Although it is unnecessary for this decision, it appears that the affidavit of Banks, upon which he based his title, may have had a flavor of falsity in it, since, in a letter in his own handwriting, where he wrote concerning the possible sale of this property, dated September 20, 1968, just six weeks prior to his Warranty Deed, he candidly volunteered that “I’ve thought this over and I think we would get into a hell of a mess trying to' prove Park City Townsite” transferred the property to “Assets Corp. and the Assets Corp. had sold everything left to me for $1.00.”

*190Besides, the official minutes of Assets Corporation, signed by its Secretary and President, dated October 19, 1936, quite clearly negate Banks’ affidavit when they do not even mention him, and as clearly show that the Secretary, one Critchlow (not Banks), was instructed to take steps to reinstate the company in good standing, redeem some of the company’s mining claims from tax delinquencies, to .ascertain the status of a mortgage, and a contract, and that the President of the company, Mr. Ferry, he authorised to secure a hank loan, secured by a note, — followed by the familiar interdiction that “There being no further business, the meeting adjourned.”

If, for no other reason stated above, we think that the documentary evidence in this case having to do with source of title, impels us to state that our recent decision of State v. Thompson, 17 Utah 2d 412, 413 P.2d 603 (1966), is dispositive here.

Some of the trial court’s language makes it appear that the plaintiff someway could bottom his rights on some sort of “color of title,” which was nonexistent since plaintiff did not have even a similative of title. The trial court, for some reason, emphasized what we think was an unwarranted conclusion that defendants’ document of transfer from Summit County, namely, the County Deed, had a vague description. Expert testimony was to the effect that the description closed at a border line of Park City Townsite, by a well known and commonly used abbreviation of “P. C.” to describe the townsite situate in Summit County.

We are convinced that the plaintiff’s claim is unsupported by fact or simple legal and equitable principles, and we are impelled to reverse the trial court, which we do, with instructions to dismiss the complaint.

ELLETT, CROCKETT and TUCKETT, JJ., concur. MAUGHAN, J., concurs in the result.

. Reciting that “The above property was sold for delinquent taxes for the years 1910, 1911, 1912 and 1935 to 1939 inclusive.”

. Except for what we think was an abortive and sort of interloper and factually baseless second-thought claim under Title 57-9, Utah Code Annotated 1953.
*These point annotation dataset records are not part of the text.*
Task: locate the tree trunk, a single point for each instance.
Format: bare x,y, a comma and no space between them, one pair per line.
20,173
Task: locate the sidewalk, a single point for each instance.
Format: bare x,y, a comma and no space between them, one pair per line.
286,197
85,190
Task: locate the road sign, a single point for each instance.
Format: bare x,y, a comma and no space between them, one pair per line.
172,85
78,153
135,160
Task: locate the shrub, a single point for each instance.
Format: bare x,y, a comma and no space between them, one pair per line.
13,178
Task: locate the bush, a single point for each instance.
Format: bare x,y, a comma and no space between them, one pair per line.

. It is significant to note that even after this directors’ meeting, neither the Assets Corporation, nor Banks, as Trustee (or otherwise), nor anyone else paid any taxes until the Warranty Deed given by Banks to plaintiff in 1968, — long after Summit County became the owner by Auditor’s Deed, — the efficacy of which is not challenged; and it is further significant that this suit was commenced two and one half years after such date, and after the claimed grantors’ lips were sealed by death.